How to Build Microservices in Nest.JS

Every time starting a new project I ask myself: “what kind of framework should I pick?”.

For sure, it depends on multiple factors including team expertise, what problem should be solved, which scale is expected, etc…

Ok, most likely it would be microservice-based architecture. Such an approach might feet nearly every case from the points above. But wait, how microservices are different from monolith from a programming standpoint? After thinking a bit I can say those are nearly identical but with a single exception: microservices need somehow to communicate with each other.

Other than that all the best practices and required framework features are the same:

• structured project architecture
• tools and abstractions set
• high performance
• extensibility
• convenient connection to databases
• dependency management between logical blocks
• possibility to split logical blocks
• easy and convenient testing
• developer-friendly
• clear documentation and wide community, etc.

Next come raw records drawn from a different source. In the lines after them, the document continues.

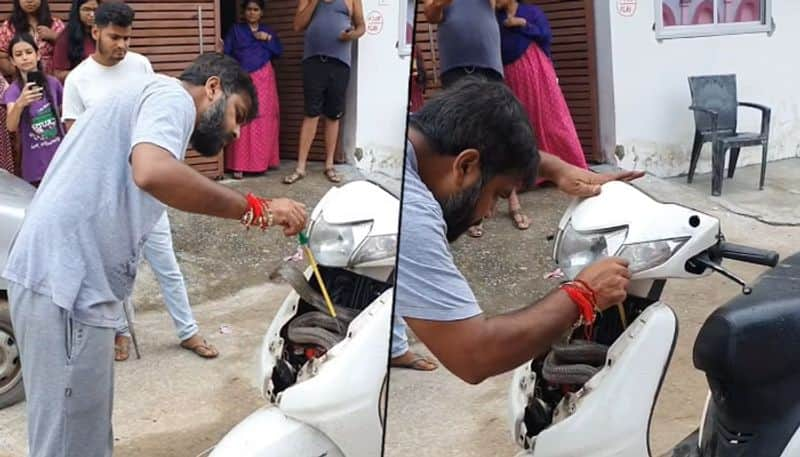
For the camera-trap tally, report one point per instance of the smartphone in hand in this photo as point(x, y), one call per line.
point(37, 78)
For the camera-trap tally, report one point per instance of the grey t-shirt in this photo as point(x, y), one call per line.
point(429, 286)
point(84, 230)
point(469, 36)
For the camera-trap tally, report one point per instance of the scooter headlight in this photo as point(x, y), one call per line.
point(333, 245)
point(644, 256)
point(576, 250)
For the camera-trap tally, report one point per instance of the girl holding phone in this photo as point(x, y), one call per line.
point(32, 101)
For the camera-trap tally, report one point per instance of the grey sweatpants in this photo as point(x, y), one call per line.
point(67, 369)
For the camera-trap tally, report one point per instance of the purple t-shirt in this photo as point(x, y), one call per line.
point(39, 131)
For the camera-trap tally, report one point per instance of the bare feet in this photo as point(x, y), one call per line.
point(414, 361)
point(200, 346)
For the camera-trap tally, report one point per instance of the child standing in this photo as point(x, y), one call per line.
point(32, 104)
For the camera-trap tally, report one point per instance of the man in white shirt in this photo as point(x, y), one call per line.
point(111, 68)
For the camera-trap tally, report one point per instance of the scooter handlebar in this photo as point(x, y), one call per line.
point(748, 254)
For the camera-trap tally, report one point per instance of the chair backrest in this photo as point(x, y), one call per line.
point(716, 92)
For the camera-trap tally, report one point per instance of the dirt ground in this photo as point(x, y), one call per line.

There are plenty of frameworks based on NodeJS but I would like to share my experience in building microservices with NestJS.

All the points listed above are covered by the NestJS framework:

• it provides support of the most popular transport layers for interservice communication: Redis pub/sub, NATS, MQTT, RabbitMQ, Kafka, gRPC, and others.
• It is an Angular inspired framework that provides strongly determined project structure, common design patterns, and best approaches.
• It provides various tools including but not limited to cli, project generator, decorators, interfaces, cache, logging, authorization, etc.
• it is highly extensible because of its structure and IoC mechanism which allows plugging any library in a very convenient way.
• It provides drivers for the most popular databases and the possibility to write your own driver for a special db.
• manages dependencies and allows to keep modules independent of each other.
• independently of some kind of utils or just boilerplate code.
• provides testing tools and techniques which allow writing efficient unit tests.
• has a wide community and very clear and detailed documentation.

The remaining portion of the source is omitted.